Postby Don2 » Mon Feb 08, 2010 3:30 pm

Free from pain but not prosecution featuring Multiple sclerosis patient Sarah Martin

Multiple sclerosis patient Sarah Martin believes cannabis is the best way to liberate herself from the daily pain she endures.

She says just half a teaspoon in a hot drink will keep her pain-free and spasm-free for about three hours. She also uses a vaporizer to ingest the drug.

But by obtaining the much sought after relief which enables her to walk a little more easily once her muscles have "freed up", she becomes a criminal.

She chooses not to take any regular - and legal - medication, maintaining it would give her side effects such as high blood pressure, ulcers and even the risk of heart failure and psychosis.

Ms Martin, who lives just outside Birmingham, told BBC Inside Out West Midlands that she wants the law to be changed so she can take cannabis free from the fear of prosecution.

Multiple sclerosis is a degenerative disease of the central nervous system and symptoms include a loss of balance and bouts of paralysis which can eventually lead to the person with the condition ending up in a wheelchair.

"When I wake up in the morning my knees, my ankles, I have all these muscles pull my leg to the left so I find it hard to walk straight," she said.

"With cannabis these symptoms recede to a point where I can walk OK-ish.

"I want politicians to be nice to me... I'm sick."

With the possible side effect of psychosis one aspect that Ms Martin says stops her from taking legal medication, how much of an issue is it from taking cannabis?

Professor Glynn Lewis, from the University of Bristol, said studies suggested that people who regularly smoke the drug double the risk of psychosis, although it is still uncommon - perhaps affecting 2 or 3% of users in their whole lifetime.

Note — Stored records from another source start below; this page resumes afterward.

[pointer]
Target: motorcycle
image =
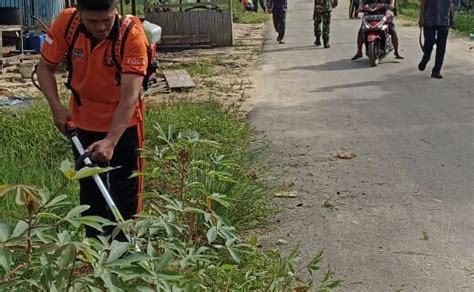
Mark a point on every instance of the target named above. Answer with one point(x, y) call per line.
point(375, 32)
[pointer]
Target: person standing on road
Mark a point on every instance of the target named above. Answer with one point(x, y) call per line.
point(278, 9)
point(436, 16)
point(262, 4)
point(105, 103)
point(322, 15)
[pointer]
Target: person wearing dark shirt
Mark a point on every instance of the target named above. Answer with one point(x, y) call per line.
point(262, 4)
point(278, 9)
point(436, 16)
point(353, 8)
point(322, 16)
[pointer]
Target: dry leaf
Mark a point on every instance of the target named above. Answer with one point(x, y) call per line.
point(286, 194)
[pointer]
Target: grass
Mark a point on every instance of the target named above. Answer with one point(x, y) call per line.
point(464, 22)
point(32, 149)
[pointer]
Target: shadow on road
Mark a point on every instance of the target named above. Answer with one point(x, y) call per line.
point(344, 64)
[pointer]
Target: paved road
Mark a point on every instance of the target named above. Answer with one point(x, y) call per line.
point(400, 215)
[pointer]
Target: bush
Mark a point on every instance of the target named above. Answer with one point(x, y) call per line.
point(180, 241)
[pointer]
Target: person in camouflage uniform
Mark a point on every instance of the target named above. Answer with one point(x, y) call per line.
point(322, 15)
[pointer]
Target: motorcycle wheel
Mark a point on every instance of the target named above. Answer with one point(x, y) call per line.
point(372, 52)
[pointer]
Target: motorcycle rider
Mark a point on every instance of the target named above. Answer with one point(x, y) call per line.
point(391, 28)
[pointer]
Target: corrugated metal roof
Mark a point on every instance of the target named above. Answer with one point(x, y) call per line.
point(44, 9)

However, the legal status of cannabis is different in other parts of the world with more and more countries, and 13 US states, allowing the prescription of the drug.

'Illicit market'
As part of her research, Ms Martin visited Amsterdam where medicinal cannabis is available with a prescription although she was unable to get any because she has not taken legal medication in the UK.

"I just don't want to take the route of taking 13 pills a day when I can just use one medicine - cannabis - and I feel fantastic using it," she said.

"I'd rather take the risk of breaking the law than go through that."

And remaining a criminal is what Ms Martin is facing, as government adviser Baroness Finlay has said it is unlikely herbal cannabis will be made available on the NHS.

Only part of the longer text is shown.